Atomic AI currently employs fewer than 20 people and Townshend hopes to expand the team to 40 people within 18 months, including AI scientists, RNA biochemists, biologists and staff with drug discovery capabilities. Recently, Atomic AI also announced the completion of a $35 million Series A round of funding to continue the building of the PARSE platform and to boost its computational lab and wet lab efforts. The round was led by Playground, with participation from 8VC, Factory HQ, Greylock, NotBoring, AME Cloud Ventures, as well as former GitHub CEO Nat Friedman, Doug Mohr, Curai CEO Neal Khosla, and UC Berkeley professor and Arc Institute co-founder Patrick Hsu, among other prominent angel investors. This follows a seed round in which Atomic AI raised $7 million.

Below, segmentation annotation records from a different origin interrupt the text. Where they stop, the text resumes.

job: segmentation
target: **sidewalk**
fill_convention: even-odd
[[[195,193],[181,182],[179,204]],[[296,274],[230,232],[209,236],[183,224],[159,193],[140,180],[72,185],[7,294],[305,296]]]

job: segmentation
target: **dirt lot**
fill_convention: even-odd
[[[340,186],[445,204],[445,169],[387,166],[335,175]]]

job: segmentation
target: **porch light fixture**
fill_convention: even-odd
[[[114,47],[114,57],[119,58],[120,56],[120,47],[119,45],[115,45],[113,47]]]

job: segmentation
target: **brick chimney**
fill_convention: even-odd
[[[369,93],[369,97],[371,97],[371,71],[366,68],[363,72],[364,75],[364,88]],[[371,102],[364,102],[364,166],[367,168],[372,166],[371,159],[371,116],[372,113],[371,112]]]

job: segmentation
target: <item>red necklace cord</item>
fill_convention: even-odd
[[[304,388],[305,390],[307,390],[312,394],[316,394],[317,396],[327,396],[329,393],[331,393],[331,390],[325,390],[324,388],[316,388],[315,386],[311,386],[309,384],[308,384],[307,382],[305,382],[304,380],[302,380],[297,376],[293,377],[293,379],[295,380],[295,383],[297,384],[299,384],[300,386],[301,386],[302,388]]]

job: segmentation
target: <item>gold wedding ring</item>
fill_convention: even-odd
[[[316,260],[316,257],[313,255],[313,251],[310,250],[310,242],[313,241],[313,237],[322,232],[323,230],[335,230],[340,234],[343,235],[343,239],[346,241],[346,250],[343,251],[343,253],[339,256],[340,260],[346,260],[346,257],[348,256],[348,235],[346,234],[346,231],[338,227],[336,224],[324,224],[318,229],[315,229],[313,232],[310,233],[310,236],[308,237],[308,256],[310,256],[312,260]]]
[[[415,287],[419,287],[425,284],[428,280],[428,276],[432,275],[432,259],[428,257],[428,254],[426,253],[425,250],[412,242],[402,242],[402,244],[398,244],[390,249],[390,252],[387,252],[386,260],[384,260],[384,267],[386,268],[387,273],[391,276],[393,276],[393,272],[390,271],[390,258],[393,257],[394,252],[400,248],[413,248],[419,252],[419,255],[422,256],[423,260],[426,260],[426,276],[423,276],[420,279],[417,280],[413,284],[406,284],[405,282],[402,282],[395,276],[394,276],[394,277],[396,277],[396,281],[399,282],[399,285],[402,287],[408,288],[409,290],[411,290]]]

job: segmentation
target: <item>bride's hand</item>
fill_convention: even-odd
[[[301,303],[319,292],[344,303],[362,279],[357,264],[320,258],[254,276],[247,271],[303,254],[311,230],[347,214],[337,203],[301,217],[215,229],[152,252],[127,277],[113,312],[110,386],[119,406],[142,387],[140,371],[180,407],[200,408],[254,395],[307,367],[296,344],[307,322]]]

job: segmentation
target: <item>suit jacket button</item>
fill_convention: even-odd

Townshend believes that Atomic AI "is creating a whole new field of drug discovery". Previous AI drug discovery processes have focused on designing "binders" that bind to proteins at the exact time and place they want to target to affect their function. Atomic AI, on the other hand, looks first and foremost for a target that can be targeted. This is not just a new molecule, but a new biology that will be more attractive to large pharmaceutical companies and will hopefully address previously incurable diseases, with a wide range of applications that could include everything from oncology, infectious diseases, neurodegenerative diseases, neuromuscular diseases and rare diseases.
Atomic AI is currently focusing on the development of drugs for certain cancers that cause a pathological overproduction of proteins. To accomplish this requires extensive laboratory work and intensive data support, which the newly raised funds provide.
"People have picked all the low-hanging fruit of the protein patch," says Townshend, "now it's time to chase the new biology."